Australia has passed the Corporations Amendment (Digital Assets Framework) Bill 2025, its first comprehensive law requiring crypto exchanges and custody providers to obtain Australian Financial Services Licences. The bill cleared both houses of Parliament on April 1, 2026, two weeks after the Senate Economics Committee recommended it pass without amendments.
The law targets intermediaries that hold customer funds, not the underlying tokens or blockchains themselves. Existing operators have six months from royal assent to apply for a licence from ASIC or cease operations.
Two New Categories, One Licensing Regime
The legislation creates two regulated product types under the existing Corporations Act.

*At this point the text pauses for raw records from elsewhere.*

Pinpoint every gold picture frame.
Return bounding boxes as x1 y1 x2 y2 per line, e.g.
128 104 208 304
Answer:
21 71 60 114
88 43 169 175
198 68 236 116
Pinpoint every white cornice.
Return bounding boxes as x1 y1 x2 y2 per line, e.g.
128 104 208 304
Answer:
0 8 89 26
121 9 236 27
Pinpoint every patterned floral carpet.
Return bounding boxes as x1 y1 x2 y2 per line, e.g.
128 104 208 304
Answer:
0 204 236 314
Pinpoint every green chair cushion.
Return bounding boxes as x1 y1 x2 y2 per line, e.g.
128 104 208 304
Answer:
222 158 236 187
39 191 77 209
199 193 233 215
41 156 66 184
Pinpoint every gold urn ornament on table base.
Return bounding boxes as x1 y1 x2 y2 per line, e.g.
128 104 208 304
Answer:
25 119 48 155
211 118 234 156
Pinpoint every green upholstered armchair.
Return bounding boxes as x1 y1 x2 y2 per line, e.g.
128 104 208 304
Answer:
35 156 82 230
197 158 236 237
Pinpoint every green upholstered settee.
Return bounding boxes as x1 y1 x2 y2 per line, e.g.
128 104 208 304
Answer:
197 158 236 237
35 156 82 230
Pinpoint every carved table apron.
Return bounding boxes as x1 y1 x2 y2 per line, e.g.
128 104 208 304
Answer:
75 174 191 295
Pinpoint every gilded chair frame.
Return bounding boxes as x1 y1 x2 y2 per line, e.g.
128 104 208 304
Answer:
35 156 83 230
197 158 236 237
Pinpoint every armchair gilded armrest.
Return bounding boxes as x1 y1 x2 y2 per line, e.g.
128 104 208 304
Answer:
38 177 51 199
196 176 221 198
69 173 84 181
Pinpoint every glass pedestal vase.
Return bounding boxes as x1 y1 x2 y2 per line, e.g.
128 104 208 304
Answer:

Digital Asset Platforms (DAPs) cover any facility where an operator possesses or holds digital tokens for clients. This captures centralized exchanges, custodial wallet providers, and brokers that hold tokens on behalf of users.
Tokenised Custody Platforms (TCPs) cover operators that hold underlying assets and issue a corresponding digital token on a one-to-one basis. Vaulted gold with matching tokens and tokenized real property both fall into this category.
Both types must obtain an AFSL and comply with the same core obligations that apply to brokers and fund managers: safeguarding client assets, providing standardized disclosures, avoiding misleading conduct, and maintaining dispute resolution and compensation systems. The intent is to close the gap that let large crypto holdings exist outside the financial services licensing perimeter.
Not everyone is captured. A low-value exemption applies to platforms holding less than AU$5,000 per customer and facilitating under AU$10 million annually. Non-custodial services, where providers never possess client tokens, are also excluded. Self-custody wallets and decentralized protocols that do not hold user funds fall outside the bill's scope.
The A$24 Billion Question
The government framed the legislation around a specific economic argument. Research estimates that tokenized markets, digital payments, and crypto services represent an annual opportunity of approximately A$24 billion for Australia, roughly 1% of GDP. Without a licensing framework, projections suggested Australia would capture only A$1 billion of that by 2030.
The gap between "potential" and "likely without action" drove the urgency. Treasury and ASIC positioned the bill as infrastructure for institutional participation, not just consumer protection. The logic: international funds and banks will not allocate through Australian venues that lack regulatory equivalence with markets in the EU (under MiCA), the UK, and Singapore.
Layered Compliance Is the Real Cost
The bill does not replace Australia's existing AML/CTF requirements. Crypto businesses already register with AUSTRAC as digital currency providers, and a new virtual asset services registration regime opened on March 31, 2026. AML/CTF obligations take effect July 1, 2026.
This means operators face layered compliance: an AFSL for platform operations, AUSTRAC registration for anti-money-laundering, and potentially product-specific requirements if the tokens they list qualify as securities, derivatives, or managed investment schemes under existing law. ASIC's INFO 225 guidance provides 18 worked examples of how different token structures map to current financial product definitions.
The six-month licensing window includes a deferral mechanism. Operators who apply on time can continue operating while ASIC processes their application, but only if they meet the filing deadline.
Who Reacted and What They Said
Kraken called the law a "top-down signal" of Australia's commitment to crypto. OKX Australia's CEO Kate Cooper described it as a moment for institutional participation to scale up. Coinbase had previously welcomed the bill during the Senate committee phase, while Ripple urged tweaks to the exemption thresholds.
The bill passed without amendments despite industry feedback requesting higher exemption ceilings and clearer stablecoin treatment. Stablecoins are addressed separately through payments licensing reforms, with key design settings still subject to consultation.
Where Australia Fits in the Global Licensing Race
Australia is not the first major economy to pass dedicated crypto licensing rules. The EU's MiCA framework took effect in December 2024. Singapore's Payment Services Act has covered crypto since 2020. Hong Kong's licensing regime for virtual asset trading platforms launched in mid-2023.
But Australia is the first to build its framework directly into existing corporate financial services law rather than creating a standalone crypto statute. The approach means ASIC does not need new enforcement powers. Existing Corporations Act penalties, including civil and criminal sanctions for operating without a licence, apply automatically.
For users of crypto cards available in Australia, the practical effect depends on custody model. Custodial card issuers that hold user funds in Australia will need an AFSL. Non-custodial card providers that let users spend directly from their own wallets are excluded from the licensing requirement.
Overview
Australia passed the Corporations Amendment (Digital Assets Framework) Bill 2025 on April 1, 2026, creating the country's first dedicated crypto licensing regime. Exchanges and custody providers have six months to obtain an Australian Financial Services Licence from ASIC. The law creates two regulated categories, DAPs and TCPs, targeting any entity that holds customer crypto. Small operators under AU$10 million annual volume and non-custodial services are exempt. The government estimates the regulated digital asset market at A$24 billion annually.